Marc legt sich vorsichtig auf Anabel und fragt: „Sucht sie je männliche Besucher heim?“

„Nein, ich glaube, sie hasst Männer. Deshalb brachte sie sich um, weil ihre große Liebe sie verließ.“

Marc legt sich auf den Rücken. „Ich bin froh, dass du Waffen hasst.“

Anabel stützt sich auf den Ellbogen und schaut ihm in die Augen. „Ich würde mich nie erschießen, wenn du mich verlässt, mein Geliebter. Ich würde vermutlich meinen Leib dem tiefen, blauen Meer übergeben.“

„Du kannst nicht schwimmen.“

„Eben darum. Und was würdest du tun, wenn ich dich verließe? Oder mit einem anderen Mann eine Affäre hätte? Oder aufhören würde, dich zu lieben?“

Er schließt sie in die Arme und sie schmiegt den Kopf an seine Brust. „Ich werde alles tun, was in meiner Macht steht, dass du nie einen Grund hast, mich zu verlassen, eine Affäre hast oder aufhörst, mich zu lieben.“

„Von jetzt an?“

„Von jetzt an.“

Nach und nach legen sie ihre Kleidung ab, liegen auf dem Boden, ihre Körper verschmelzen zu einem und sie verfallen in einen ekstatischen Rausch. Kate Morgan lässt ein laues Lüftchen zu ihnen wehen, sodass die Vorhänge flattern und das Paar ohne Zeugen ihrer Leidenschaft frönen kann.

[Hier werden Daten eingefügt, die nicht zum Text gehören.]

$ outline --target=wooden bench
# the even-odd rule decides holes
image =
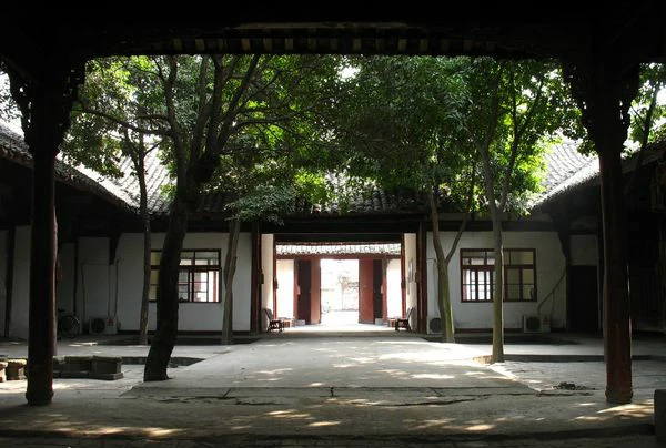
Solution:
[[[395,317],[396,332],[400,332],[401,328],[405,328],[407,332],[412,330],[412,327],[410,326],[410,317],[412,317],[412,313],[414,313],[414,308],[408,308],[405,317]]]
[[[282,319],[276,319],[273,316],[273,310],[269,308],[264,308],[264,313],[269,318],[269,326],[266,327],[266,333],[271,333],[272,330],[276,330],[278,333],[282,333],[284,330],[284,322]]]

Obwohl sie normalerweise stark ist und weiß, was sie will, hat Anabel Momente, in denen sie sich verletzlich fühlt und deshalb noch mehr zu Marc hingezogen fühlt. Heute Abend ist einer dieser Momente. Sie schläft unruhig und wimmert leise wie ein Kind, das Albträume hat. Das Wimmern nimmt zu, dann schreit sie auf. Marc rüttelt sie wach und fragt: „Was ist los?“

Sie schreit: „Ein Licht. Ein grelles Licht, eine Explosion...keine Ahnung, was es bedeutet.“

„Sch. Es war nur ein Traum. Du bist in Sicherheit.“ Er wickelt sie in die Decke, umarmt sie und lässt sie nicht mehr los. Er fragt sich, ob Kate Morgan sie heimsucht. Ist sie eifersüchtig, ein glückliches Paar in ihrem eigenen Bett vorzufinden?

„Verlass mich nie“, fleht Anabel. „Egal, was auch passiert. Versprochen?“

„Das werde ich nicht. Ich bin für dich da. Gehe nirgendwo hin.“

Marc tut es gut, ihr Beschützer zu sein. Warum hatte er seine Mutter nicht beschützen können?